Germany is set to expand border checks following a knife attack which left three people dead in the town of Solingen in August.
The government has come under pressure to take a harder line on immigration since the stabbing, in which the suspect is a Syrian national who was facing deportation after a failed asylum bid.
The attack has been claimed by the Islamic State group.
The new controls - which will be introduced on 16 September and initially last six months - were announced days after the anti-immigration Alternative for Germany (AfD) made big gains in local elections.
German Interior Minster Nancy Faeser insisted the government was "taking a hard line" against irregular migration, and said the checks would reduce Islamist extremism and cross-border crime.
"We are doing everything in our power to protect the people of our country against these threats," she added.
Germany already has controls at its eastern and southern borders with Poland, the Czech Republic, Switzerland and Austria, primarily spot checks on roads and in trains. Similar measures will be introduced at all border points.
However, critics said the move is more about politics than security.
Germany's mainstream parties were thrown into turmoil by the AfD's performance in regional elections in the east, which saw a far-right party top a poll for the first time since the Nazi era.

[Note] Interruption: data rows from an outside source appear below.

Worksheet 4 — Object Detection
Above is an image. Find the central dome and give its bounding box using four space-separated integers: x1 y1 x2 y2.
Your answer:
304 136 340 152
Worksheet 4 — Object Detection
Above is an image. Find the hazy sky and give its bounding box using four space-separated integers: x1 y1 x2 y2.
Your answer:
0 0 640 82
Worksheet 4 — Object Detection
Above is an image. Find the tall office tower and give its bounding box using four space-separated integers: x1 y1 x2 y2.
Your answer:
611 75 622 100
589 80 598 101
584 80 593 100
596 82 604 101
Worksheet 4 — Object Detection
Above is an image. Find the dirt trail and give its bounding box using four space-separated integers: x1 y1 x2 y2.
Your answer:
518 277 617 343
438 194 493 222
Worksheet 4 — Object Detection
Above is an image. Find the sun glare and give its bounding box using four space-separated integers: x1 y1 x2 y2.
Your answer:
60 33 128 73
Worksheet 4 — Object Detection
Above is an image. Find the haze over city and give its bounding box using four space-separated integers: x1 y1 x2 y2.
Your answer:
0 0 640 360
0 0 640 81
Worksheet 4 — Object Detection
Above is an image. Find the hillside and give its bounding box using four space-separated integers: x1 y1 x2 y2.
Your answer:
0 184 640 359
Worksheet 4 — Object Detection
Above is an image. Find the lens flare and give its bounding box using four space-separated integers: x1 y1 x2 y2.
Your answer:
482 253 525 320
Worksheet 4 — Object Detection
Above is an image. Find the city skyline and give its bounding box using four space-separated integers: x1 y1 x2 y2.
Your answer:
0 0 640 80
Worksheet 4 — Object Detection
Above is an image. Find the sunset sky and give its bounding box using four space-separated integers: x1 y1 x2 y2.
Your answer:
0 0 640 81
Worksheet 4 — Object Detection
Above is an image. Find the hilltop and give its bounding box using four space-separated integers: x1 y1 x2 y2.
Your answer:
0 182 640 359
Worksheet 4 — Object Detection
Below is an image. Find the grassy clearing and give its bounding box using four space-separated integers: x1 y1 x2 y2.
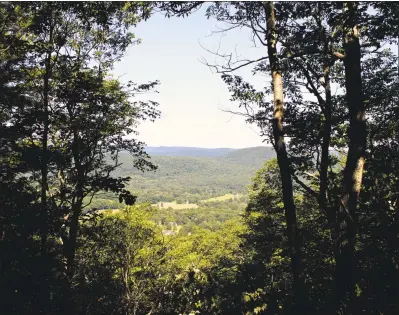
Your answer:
152 201 198 210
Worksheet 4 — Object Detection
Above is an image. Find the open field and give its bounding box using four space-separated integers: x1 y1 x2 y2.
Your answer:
152 201 198 210
202 194 241 202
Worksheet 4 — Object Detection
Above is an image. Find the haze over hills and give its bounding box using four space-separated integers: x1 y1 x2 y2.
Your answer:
97 147 275 207
146 146 236 157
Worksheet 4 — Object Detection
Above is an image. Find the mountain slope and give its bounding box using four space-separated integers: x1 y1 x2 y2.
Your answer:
96 147 273 209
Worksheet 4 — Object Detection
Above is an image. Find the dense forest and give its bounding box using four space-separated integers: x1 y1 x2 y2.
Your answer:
0 1 399 315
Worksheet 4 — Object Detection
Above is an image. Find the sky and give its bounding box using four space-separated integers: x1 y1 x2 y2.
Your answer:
115 4 266 148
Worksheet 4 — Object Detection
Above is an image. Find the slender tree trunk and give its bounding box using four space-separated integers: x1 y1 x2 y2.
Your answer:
318 30 333 222
66 196 83 277
263 2 307 314
66 131 85 277
335 2 367 314
40 44 52 255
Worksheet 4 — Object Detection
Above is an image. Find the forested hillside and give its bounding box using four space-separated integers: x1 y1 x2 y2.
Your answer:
92 147 274 209
0 1 399 315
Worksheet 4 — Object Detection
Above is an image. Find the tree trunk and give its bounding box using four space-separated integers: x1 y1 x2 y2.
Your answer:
334 2 366 314
263 2 306 314
66 183 84 277
40 43 52 256
66 130 85 277
319 30 333 221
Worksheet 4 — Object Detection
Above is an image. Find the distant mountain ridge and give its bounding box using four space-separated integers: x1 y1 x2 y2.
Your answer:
97 147 275 207
146 146 236 157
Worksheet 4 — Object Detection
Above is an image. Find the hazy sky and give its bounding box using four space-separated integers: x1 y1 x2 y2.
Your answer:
115 8 267 148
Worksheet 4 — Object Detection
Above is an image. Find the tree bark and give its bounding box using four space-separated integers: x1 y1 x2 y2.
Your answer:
334 2 367 314
263 1 307 314
66 131 85 277
318 23 334 222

The governing SPD and other mainstream parties appear to have viewed the results as a message from voters to take a tougher stance on immigration and borders.
Successive governments in Berlin have allowed relatively large numbers of asylum seekers to settle in the country in recent years.
Germany took in more than one million people mostly fleeing war in countries such as Syria during the 2015-2016 migrant crisis, and has received 1.2 million Ukrainians since Russia's full-scale invasion began in February 2022.
However, with polls indicating the AfD could perform strongly in a regional election in Brandenburg at the weekend, parties on both the centre-left and centre-right are coming up with proposals that would have been unthinkable until recently.
The CDU - the party of former Chancellor Angela Merkel - has proposed turning all asylum seekers back at the border, even those who are eligible, on the basis they have travelled through other safe EU countries.
Gerhard Karner, Austria's interior minister, told Bild newspaper on Monday that his country would not take in any migrants rejected by Germany.
"There's no room for manoeuvre there," he said.
Since the Solingen stabbing, Chancellor Olaf Scholz's government has announced a raft of measures on migration.
They include changing the rules so asylum seekers facing deportation will lose benefits, and resuming the deportation of convicted Afghan criminals to their home country for the first time since the Taliban returned to power in 2021.